The 5th NH regiment was in existence for approximately 44 months. It percentage of killed/mortally wounded was 10.83% and its database ranking was 81 out of 2362 listings. However, in terms of actual men killed it ranks third behind the 1st ME heavy artillery (426 men) and the 8th NY heavy artillery (324 men). If just looking at Union infantry units, it ranks as number one with 277 men killed. The reason it ranks down at number 81 in terms of percentages is that the regiment had nearly 2600 men pass through it ranks, compared to approximately 1440 men that served in the 12th NH.

The 7th NH comes in at number 52 when ranked upon the number of its members captured and dying in prison (4.33%). This is mainly due to its participation in the disastrous battle at

Olustee, Florida in February of 1864 where 110 of its members were captured. It also had 34 members captured at Fort Wagner in July of 1863.

Interestingly, the 16th NH regiment (with 9 month enlistments) ranks number 9 for deaths by disease (23.25%). What is truly amazing is that there are no battle related deaths for the 16th NH. The regiment spent most if its time in the unhealthy swamps of

Louisiana .


Fort Wagner, SC - Fort Wagner was a Confederate fort in

Charleston Harbor . It was made famous by the movie "Glory" which depicted the disastrous and famous charge of the MA 54th, an all black regiment. Union losses were 247 killed, 880 wounded and 389 missing. Also at Fort Wagner was the 3rd NH and the 7th NH. The 7th had 77 men killed or mortally wounded at Fort Wagner, the largest loss of life of any New Hampshire regiment during the war during a single battle. The 7th NH was also the regiment with the largest percentage loss of life at Fort Wagner - 16%.

The second largest loss of life in a battle was 72 men from the 12th NH at

Chancellorsville (Union losses - 1606 killed, 9762 wounded, 5919 killed).

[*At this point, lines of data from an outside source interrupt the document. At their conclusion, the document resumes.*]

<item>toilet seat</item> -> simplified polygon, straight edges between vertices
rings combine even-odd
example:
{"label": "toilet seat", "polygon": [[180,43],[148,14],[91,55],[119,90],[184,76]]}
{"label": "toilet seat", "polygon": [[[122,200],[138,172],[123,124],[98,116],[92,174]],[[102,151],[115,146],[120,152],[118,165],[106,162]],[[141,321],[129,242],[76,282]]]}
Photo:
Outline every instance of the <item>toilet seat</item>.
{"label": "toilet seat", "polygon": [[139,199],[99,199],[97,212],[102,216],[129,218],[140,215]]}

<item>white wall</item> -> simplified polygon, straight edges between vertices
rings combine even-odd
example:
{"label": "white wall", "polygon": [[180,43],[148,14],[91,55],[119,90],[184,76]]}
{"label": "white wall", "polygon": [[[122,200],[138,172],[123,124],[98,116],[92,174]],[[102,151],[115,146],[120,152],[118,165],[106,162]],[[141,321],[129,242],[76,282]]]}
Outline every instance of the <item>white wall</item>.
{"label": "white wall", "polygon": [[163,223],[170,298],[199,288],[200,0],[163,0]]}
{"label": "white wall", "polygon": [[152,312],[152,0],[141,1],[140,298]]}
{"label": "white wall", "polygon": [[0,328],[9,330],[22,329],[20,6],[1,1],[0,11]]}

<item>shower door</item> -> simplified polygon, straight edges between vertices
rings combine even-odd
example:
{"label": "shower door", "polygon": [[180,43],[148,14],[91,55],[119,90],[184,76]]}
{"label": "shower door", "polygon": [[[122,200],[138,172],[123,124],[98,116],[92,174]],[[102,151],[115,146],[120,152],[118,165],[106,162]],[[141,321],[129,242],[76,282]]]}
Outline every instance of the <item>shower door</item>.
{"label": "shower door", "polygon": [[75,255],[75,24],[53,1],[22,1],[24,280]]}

The 12th NH is tied with the 8th NJ for third place in the highest percentage losses (killed/mortally wounded) - 12%. One researcher reports the 12th NH having the highest causality number of any regiment North or South at this battle. This presumably includes the wounded. The 12th's story at Chancellorsville is an interesting one. The regiment found itself forgotten and abandoned a half mile behind Confederate lines, nearly surrounded and fighting for their lives. Due to serious wounds, deaths, and perhaps embarrassments, there is no official report of the regiment's heroic actions, although the event was well documented by others, including General Sickles, after the war.

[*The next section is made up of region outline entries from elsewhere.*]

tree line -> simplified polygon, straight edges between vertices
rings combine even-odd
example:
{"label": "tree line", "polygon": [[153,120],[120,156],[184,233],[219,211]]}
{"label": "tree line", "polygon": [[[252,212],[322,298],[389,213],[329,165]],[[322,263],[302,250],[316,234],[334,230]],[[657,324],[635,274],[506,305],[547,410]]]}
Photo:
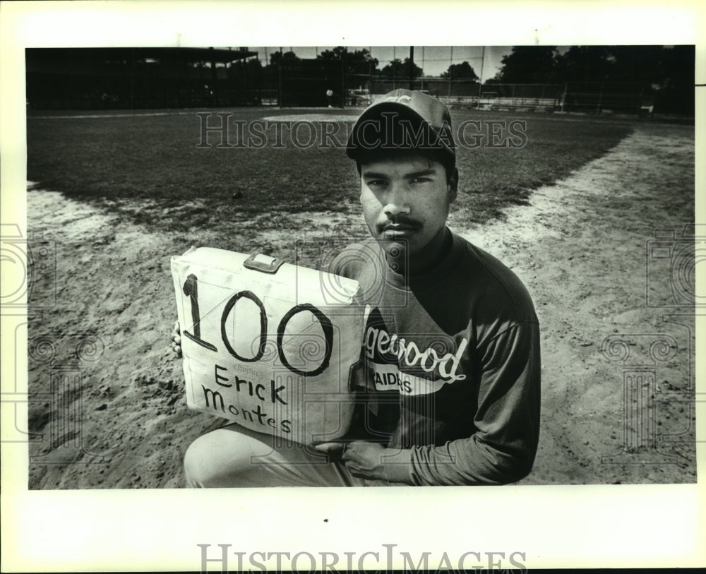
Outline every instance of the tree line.
{"label": "tree line", "polygon": [[[425,77],[424,71],[409,57],[395,59],[382,67],[365,48],[349,50],[337,46],[323,50],[318,59],[342,62],[347,75],[400,79]],[[276,68],[281,62],[300,59],[292,51],[270,54],[265,68]],[[503,56],[494,77],[484,84],[625,83],[642,84],[654,89],[689,87],[694,83],[693,46],[515,46]],[[257,60],[241,66],[261,67]],[[428,77],[428,76],[426,76]],[[452,80],[477,80],[468,61],[451,64],[441,74]]]}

The third largest loss of life was also with the 12th NH, this time at

Cold Harbor - 63 men (Union losses 1844 killed, 9077 wounded and 5365 missing or captured). The 12th lost 21% of its men killed or mortally wounded when the regiment led a charge against the Confederate works. The 21% figure positions them as the number 2 regiment with regards to percentage Union deaths at the battle.

The fourth largest loss of life was 57 men from the 5th NH at

Gettysburg (Union losses 3155 killed, 14,529 wounded, 5365 missing). This battle gave the 5th NH a 19% killed or mortally wounded percentage, making it the regiment with the 7th highest percentage loss at Gettysburg . At Cold Harbor (mentioned above) the 5th lost 11% killed or mortally wounded, giving it the number 4 position, two notches below the 12th NH.


Fredericksburg : Union losses 1284 killed, 9600 wounded, 1769 captured. The 5th NH lost 57 men (16%) and is tied for 6th place with the 8th PA.

Spotsylvania : Union losses 4177 killed, 19687 wounded, 2577 missing. The 9th NH lost 55 men (13%) and is tied with the 17th MI for third place ranking.